On 9 December 2020 the Government has further extended the restrictions on commercial property forfeiture, CRAR and insolvency provisions from 31 December 2020 to 31 March 2021.
Government Ministers Alok Sharma and Robert Jenrick announced a further extension of the moratoria on forfeiture for non-payment of rent, Commercial Rent Arrears Recovery and pursuing insolvency processes from the current expiry of the period of 31 December 2020 to 31 March 2021. As a result it will mean that for 12 months landlord and other parties have not been able to claim arrears of rent or enforcement.
The note claims that this will be the final extension to protections from the threat of eviction with the idea that landlords and tenants will have a further three month period to come to an arrangement in respect of unpaid rent and that where the tenant can pay any or all of their rent, they should do so. The government previously published a Code of Practice to facilitate co-operation but we have found that this has more often been ignored that complied with. Some tenants have agreed to provide evidence of their claimed poor financial position on landlords signing standard non-disclosure agreement but many others have not, knowing that the worst that can happen is a court claim for a debt which leads to judgment that then itself may be difficult to enforce whilst the commercial premises are shut. It is claimed that further guidance will be published early in 2021, which may be an amendment to the existing Code or operating alongside it but it is unclear how it will improve the position of tenants with failing businesses or landlords without rent coming in.
What is of more interest longer term is that Mr Jenrick has also announced a review of “the outdated commercial landlord and tenant legislation” (his words), to address government concerns that the current law and procedure does not, as far as the government is concerned, reflect “the current economic conditions”. Without wishing to speculate on those proposals that the government might consider, given the somewhat jaundiced view it appears to have that all landlords are bad and all tenants are good (due partly from the perceived inequality of bargaining position in the marketplace and without regard for the “small” landlord who may only have one or a few properties as part of pension planning, for example, compared to tenants who have a national presence with dozens of units), this could include any of the following:
- Restrictions on forfeiture without the involvement of the court
- Restrictions on CRAR without involvement of the court
- Encouragement for landlords to take equity shares in their tenants’ businesses (recently seen with the Grosvenor Estate, for example)

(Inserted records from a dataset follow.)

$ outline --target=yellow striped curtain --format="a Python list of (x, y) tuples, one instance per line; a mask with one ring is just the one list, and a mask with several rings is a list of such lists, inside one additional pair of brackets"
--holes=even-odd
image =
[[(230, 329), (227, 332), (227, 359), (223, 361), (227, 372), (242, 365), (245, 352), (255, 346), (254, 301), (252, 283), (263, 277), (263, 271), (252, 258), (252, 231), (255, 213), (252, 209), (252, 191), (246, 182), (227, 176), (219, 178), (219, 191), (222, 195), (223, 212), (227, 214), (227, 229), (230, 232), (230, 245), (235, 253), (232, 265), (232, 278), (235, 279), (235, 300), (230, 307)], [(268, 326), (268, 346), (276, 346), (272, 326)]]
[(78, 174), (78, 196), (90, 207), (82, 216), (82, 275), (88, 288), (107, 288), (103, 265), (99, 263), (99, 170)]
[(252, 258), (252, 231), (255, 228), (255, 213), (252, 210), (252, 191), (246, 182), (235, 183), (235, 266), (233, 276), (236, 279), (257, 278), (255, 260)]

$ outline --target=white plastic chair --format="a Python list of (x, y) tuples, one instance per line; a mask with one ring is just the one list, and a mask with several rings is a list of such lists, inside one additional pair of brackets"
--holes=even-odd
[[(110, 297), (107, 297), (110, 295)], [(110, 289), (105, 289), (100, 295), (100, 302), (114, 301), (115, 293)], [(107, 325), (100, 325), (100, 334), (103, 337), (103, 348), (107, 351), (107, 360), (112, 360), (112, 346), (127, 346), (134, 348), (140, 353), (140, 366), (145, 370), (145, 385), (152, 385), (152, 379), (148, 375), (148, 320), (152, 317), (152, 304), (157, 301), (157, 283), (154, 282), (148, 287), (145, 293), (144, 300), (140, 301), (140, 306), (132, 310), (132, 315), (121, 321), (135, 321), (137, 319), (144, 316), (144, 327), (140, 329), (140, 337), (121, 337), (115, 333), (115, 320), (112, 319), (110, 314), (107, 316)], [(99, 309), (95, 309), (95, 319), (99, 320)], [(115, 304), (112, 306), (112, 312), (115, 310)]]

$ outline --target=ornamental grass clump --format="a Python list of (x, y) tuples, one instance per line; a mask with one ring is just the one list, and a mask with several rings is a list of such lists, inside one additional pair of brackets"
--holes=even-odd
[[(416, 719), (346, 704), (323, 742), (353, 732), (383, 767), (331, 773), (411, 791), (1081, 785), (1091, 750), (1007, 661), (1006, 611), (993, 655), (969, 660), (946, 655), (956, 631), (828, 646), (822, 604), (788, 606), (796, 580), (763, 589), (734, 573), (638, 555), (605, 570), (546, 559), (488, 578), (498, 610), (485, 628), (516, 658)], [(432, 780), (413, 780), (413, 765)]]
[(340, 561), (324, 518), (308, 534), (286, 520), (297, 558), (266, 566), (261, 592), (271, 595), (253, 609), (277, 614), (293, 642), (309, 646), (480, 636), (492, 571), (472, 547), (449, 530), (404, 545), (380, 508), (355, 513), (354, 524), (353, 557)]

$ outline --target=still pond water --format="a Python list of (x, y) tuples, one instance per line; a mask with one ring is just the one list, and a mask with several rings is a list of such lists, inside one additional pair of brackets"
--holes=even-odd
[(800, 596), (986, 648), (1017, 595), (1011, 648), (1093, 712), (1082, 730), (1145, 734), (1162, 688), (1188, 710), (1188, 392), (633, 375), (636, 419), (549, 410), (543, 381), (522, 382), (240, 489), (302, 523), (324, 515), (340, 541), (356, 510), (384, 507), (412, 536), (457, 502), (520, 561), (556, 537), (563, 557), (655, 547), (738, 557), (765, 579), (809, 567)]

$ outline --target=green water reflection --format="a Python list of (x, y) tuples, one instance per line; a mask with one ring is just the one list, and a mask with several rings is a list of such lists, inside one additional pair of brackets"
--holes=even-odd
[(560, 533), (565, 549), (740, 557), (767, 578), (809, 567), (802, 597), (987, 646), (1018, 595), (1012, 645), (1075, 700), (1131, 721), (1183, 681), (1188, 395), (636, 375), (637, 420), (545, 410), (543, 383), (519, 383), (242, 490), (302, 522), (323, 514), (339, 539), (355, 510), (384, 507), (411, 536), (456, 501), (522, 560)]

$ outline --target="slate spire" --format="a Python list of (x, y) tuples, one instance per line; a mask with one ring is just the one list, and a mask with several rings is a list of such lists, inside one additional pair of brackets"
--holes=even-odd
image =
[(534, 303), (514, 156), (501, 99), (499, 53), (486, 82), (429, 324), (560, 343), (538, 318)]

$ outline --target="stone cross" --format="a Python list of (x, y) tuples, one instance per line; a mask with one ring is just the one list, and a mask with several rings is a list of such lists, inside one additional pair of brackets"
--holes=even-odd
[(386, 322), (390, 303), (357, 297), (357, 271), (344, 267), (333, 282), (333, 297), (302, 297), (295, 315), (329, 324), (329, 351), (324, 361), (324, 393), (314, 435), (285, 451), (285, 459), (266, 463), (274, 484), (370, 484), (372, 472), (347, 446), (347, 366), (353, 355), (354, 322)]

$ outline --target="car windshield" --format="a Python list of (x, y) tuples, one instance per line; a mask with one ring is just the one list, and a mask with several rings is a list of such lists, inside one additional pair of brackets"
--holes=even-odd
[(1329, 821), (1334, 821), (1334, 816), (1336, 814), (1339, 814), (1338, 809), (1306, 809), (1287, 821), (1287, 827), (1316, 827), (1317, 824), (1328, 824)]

- Different models of rent payments – this could lead to turnover rents becoming the norm for retail premises – a mixture of a minimum guaranteed rent for the landlord and a “top-up” depending on the success of the tenant’s business
- Assessing whether upwards-only rent reviews should be banned (considered but rejected by the last Labour Government) – the shortening of lease terms, not just of retail premises, but office premises too, may thus make issues concerning such rent reviews, and break clauses, far less important as leases are all granted for, say, no more than five years and thus reduce the need for rent reviews and breaks at all
- A review of the business tenancy protection under the Landlord & Tenant Act 1954, which may diminish in importance anyway, where tenants do not consider security of tenure as important as flexibility as to lease terms and a lower amount of rent to pay without such security
- An overhaul of the business rates system which could lead to a different basis for assessing business rates on different property types, so that, for example, an online retailer operating from warehouses with no high street presence would pay higher rates than the high street retailer – the model that provides premises with a shopfront to pay proportionally more than a pure online retailer is likely to come under threat
- A further overhaul of the Town & Country Planning (Use Classes) system similar to the recent one, to cater for businesses offering a combined offering that currently would be restricted by only fitting within one particular Use Class
- A review of insolvency processes, including CVA restructuring and its perceived unfairness to landlords, to make it more likely to save good businesses but allow failing businesses to be wound up for the benefit of the business’ creditors and shareholders.
It remains to be seen how much appetite the government has for any change, how quickly, and how much involvement it will actually seek from commercial property stakeholders given its lack of engagement in the imposition and extension of the moratoria to date.